L'origine du Monde, Gustave Courbet, 1866, Musée d'Orsay

En 1866 Courbet peint l’Origine du Monde pour Khalil-Bey, diplomate turco-égyptien, grand amateur de peintures qui fut également le commanditaire du Bain Turc d’Ingres. Bien que parfois contesté, le titre, tout aussi iconoclaste que l’œuvre, renvoyant délibérément à la sphère religieuse, semble être celui que le peintre avait choisi pour une toile qu’il considérait comme un de ses chefs d’œuvre : « vous trouvez cela beau… et vous avez raison… Oui cela est beau et tenez Titien, Véronèse, Leur Raphaël, moi-même n’avons rien fait de plus beau ».

Cette peinture présentant un corps féminin réduit à sa plus simple expression fait sortir le sexe féminin, dont la représentation était jusqu’alors occultée, du domaine de l’irreprésentable pour le faire entrer dans le champ esthétique.

Si la pose est inspirée par les photographies pornographiques de l’époque, notamment celles d’Auguste Belloc, il ne s’agit pourtant nullement d’une œuvre obscène mais plutôt du point d’aboutissement ultime du réalisme. Véritable morceau de peinture, « ce ventre c’est aussi beau [que] la chair d’un Corrège. » (1)

Courbet refusait les nudités mythologiques au profit de femmes réelles, uniques et chaque fois différentes et identifiables. Ainsi, James Whistler aurait reconnu dans le modèle sa maîtresse, Johanna Hifferman, dite Jo l’Irlandaise, ce qui aurait précipité la rupture entre le peintre anglais, Jo et Courbet.
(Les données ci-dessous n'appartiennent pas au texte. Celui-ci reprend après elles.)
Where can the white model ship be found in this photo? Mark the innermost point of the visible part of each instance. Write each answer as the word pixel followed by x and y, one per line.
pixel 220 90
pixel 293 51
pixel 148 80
Jo l'Irlandaise, Gustave Courbet, 1869, Musée National de Stockholm

Une telle œuvre n’était pas concevable dans la société bien-pensante du XIXe siècle, qui, au nom de la morale et de la beauté, condamnait tout réalisme tout autant que la pornographie. Néanmoins, si cette toile existe, ce n’est que parce qu’elle était destinée à un cabinet d’amateur privé, c’est-à-dire à un petit cercle privilégié.

Cette œuvre n’a pas été présentée au public avant la fin du XXe siècle ce qui ne signifie nullement que son existence était inconnue. Ainsi, en 1882 Ludovic Halévy rapporte qu’au cours d’un dîner Gambetta, évoqua l’existence de l’Origine du Monde. Il s’agit de l’un des rares témoignages concernant cette toile fameuse mais quasiment absente de la critique ou de la littérature. De loin en loin, en effet, on retrouve des allusions à l’Origine du Monde.

Dessin de Léonce Petit, « G. Courbet », Le Hanneton, 13/6/1867.

Ainsi, en 1867, Léonce Petit réalise une caricature présentant Courbet au milieu de ses œuvres les plus célèbres : l’Origine du Monde est évoquée par une feuille de vigne, allusion comique au sujet de la toile.

L’idée qu’une toile indécente puisse être présentée au public motiva en 1867, au moment où Courbet prépare sa seconde exposition personnelle, une descente de police afin de vérifier que les œuvres présentées ne portaient pas atteinte aux bonnes mœurs. L’Origine du monde, en mains privées, ne s’y trouvant pas, les policiers repartirent bredouille. Le mystère de l’œuvre se trouva renforcé.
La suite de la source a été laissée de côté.